Chicago Zine Fest didn’t go well. People keep asking me if it did. I sort of cringe because the only thing I can be is honest. After lugging a giant suitcase full of zines and books around the city for three days, I left with the suitcase just as full as it was when I came. The five or so zines I sold were replaced by the five or so zines I bought from others. There are a number of potential reasons as to why I had a table at one of the largest zine fests in the country and hardly sold anything. Here’s a sample:
- the size of the fest itself was the culprit. I was a small fish in a very big pond.
- my table was in a bad spot. I was tucked away on the top floor and in a small, middle hallway that folks seemed to hover all around but not walk down
- my stuff didn’t fit in. CZF is practically 50% perzines and 50% comics. I make weirdly specific art zines and books about things like sports cards.
- I didn’t engage attendees enough. I’m shy and awkward in situations such as this and people need a reason to stop at your table when you’re 1 in 300.
- I didn’t have any cookies at my table
- My table wasn’t laid out well enough.
It’s impossible to tell which of things was the killer. It was probably a combination of all them. The fact is, Chicago Zine Fest just didn’t go very well. As a result, I was bummed out the entire day. I went to a really rad workshop but didn’t engage with anyone. I walked through both floors of the fest but only checked out a handful of tables. I wasn’t in the mood to talk to anyone. Three quarters of the way through, my partner was crying because I hadn’t sold a damn thing yet. The only reason I wasn’t crying with her was because I knew it would scare away potential customers. I worked so fucking hard for CZF. I spent three restless weeks printing, cutting, and binding. I skipped classes. I didn’t work at work. I didn’t hangout with anyone. This was supposed to be my coming out party. My big break.

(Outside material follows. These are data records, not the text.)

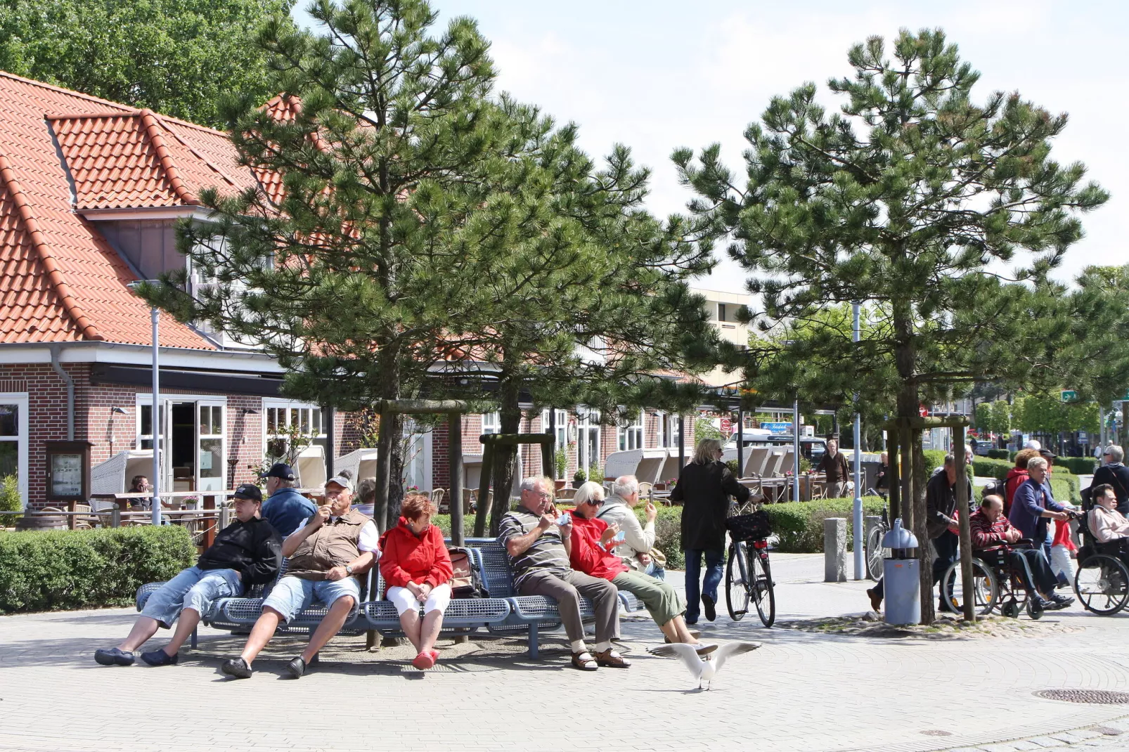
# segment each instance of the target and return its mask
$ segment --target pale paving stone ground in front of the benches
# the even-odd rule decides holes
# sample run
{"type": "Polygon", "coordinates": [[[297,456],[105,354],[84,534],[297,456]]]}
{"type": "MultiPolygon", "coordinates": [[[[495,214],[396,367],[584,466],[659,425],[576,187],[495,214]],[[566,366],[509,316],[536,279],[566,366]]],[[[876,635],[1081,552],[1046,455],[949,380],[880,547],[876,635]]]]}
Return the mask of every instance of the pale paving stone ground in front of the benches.
{"type": "MultiPolygon", "coordinates": [[[[819,582],[819,556],[773,554],[773,566],[781,620],[866,607],[868,584],[819,582]]],[[[1033,696],[1129,691],[1127,615],[1073,607],[1043,618],[1068,633],[922,640],[769,630],[730,622],[724,600],[719,611],[700,624],[706,638],[763,647],[701,692],[679,662],[646,653],[662,641],[646,619],[623,621],[627,671],[569,668],[560,632],[540,661],[511,639],[440,645],[426,674],[408,648],[341,638],[292,681],[282,666],[301,639],[289,637],[233,681],[218,668],[242,637],[203,629],[177,666],[103,667],[95,648],[129,630],[132,610],[0,617],[0,750],[1129,750],[1129,706],[1033,696]]]]}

Sometimes you get slapped in the face.
The best way to deal with getting slapped is to take it, decompress, write it out, and learn what you can.
So here’s my learning. I’m going to look at all of those things that caused me troubles at CZF and change the things that I can and that I should. I’m gonna experiment with smaller fests. I’m gonna work with organizers to ensure better placement. I’m gonna table at events with different audiences and see how different people respond to my stuff. I’m gonna force myself to come out of my shell and TALK TO PEOPLE. Or I’m gonna hire one of my buds to help me out. I’m gonna bake cookies. I’m gonna make kale chips. I’m gonna grow carrots. I’m gonna experiment with different table layouts. I’m gonna see what gets people to pick up my stuff.
I’m gonna look at this as a process rather than each event being a culmination of a mass amount of work. I’m gonna breath. I’m gonna slow down.
What I am also gonna do is write about every single one of my tabling experiences in 2013 and compile them into a zine at the end of the year. Chicago, I’m comin’ for ya next year.